Deposit Insurance Scheme Risks Bailouts For Ponzi Schemes
The Government’s inclusion of finance
companies in its announced
deposit insurance scheme opens the risk
of Ponzi schemes receiving insurance payouts, courtesy of
responsible savers, warns the New
Zealand Taxpayers'
Union.
Union spokesman Louis Houlbrooke says, “In October last year, we wrote to the Finance Minister warning him that he could be remembered as the Minister who signed off on deposit insurance for New Zealand’s own Bernie Madoff. The Serious Fraud Office prosecutes about one Ponzi scheme a year, and it is alarming to see that under the Government’s proposals, those Ponzi schemes would become eligible for deposit insurance.”

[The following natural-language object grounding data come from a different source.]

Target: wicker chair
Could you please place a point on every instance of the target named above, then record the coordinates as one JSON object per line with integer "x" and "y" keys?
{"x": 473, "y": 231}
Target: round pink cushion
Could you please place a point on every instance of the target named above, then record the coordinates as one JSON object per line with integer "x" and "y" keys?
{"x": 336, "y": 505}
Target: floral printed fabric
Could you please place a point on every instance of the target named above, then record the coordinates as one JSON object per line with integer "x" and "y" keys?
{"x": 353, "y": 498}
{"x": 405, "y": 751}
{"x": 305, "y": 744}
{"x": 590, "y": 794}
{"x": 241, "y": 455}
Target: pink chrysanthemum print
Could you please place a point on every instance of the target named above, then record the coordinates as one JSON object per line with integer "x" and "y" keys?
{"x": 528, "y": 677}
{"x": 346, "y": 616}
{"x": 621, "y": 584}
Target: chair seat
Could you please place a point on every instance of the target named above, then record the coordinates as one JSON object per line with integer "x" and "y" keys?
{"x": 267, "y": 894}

“In fact, Treasury has failed to provide the Minister of Finance with any advice on the implications of this scheme for fraudulent finance companies. In September last year, and again this February, we checked with the Serious Fraud Office to see if Treasury had requested any information on criminal offending in the finance sector. It turns out Treasury never asked.”
On the wider deposit insurance proposal, Mr Houlbrooke says:
“Deposit insurance in general comes with serious risks. Guaranteeing an effective bailout for collapsing banks will see those banks take greater risks with their lending. That’s exactly the kind of moral hazard that led to America’s sub-prime mortgages and the 2008 Global Financial Crisis.”
“Even under a best-case scenario, the levies paid by banks for this insurance will naturally be passed on to deposit-holders. As if term deposit rates weren’t already low enough!”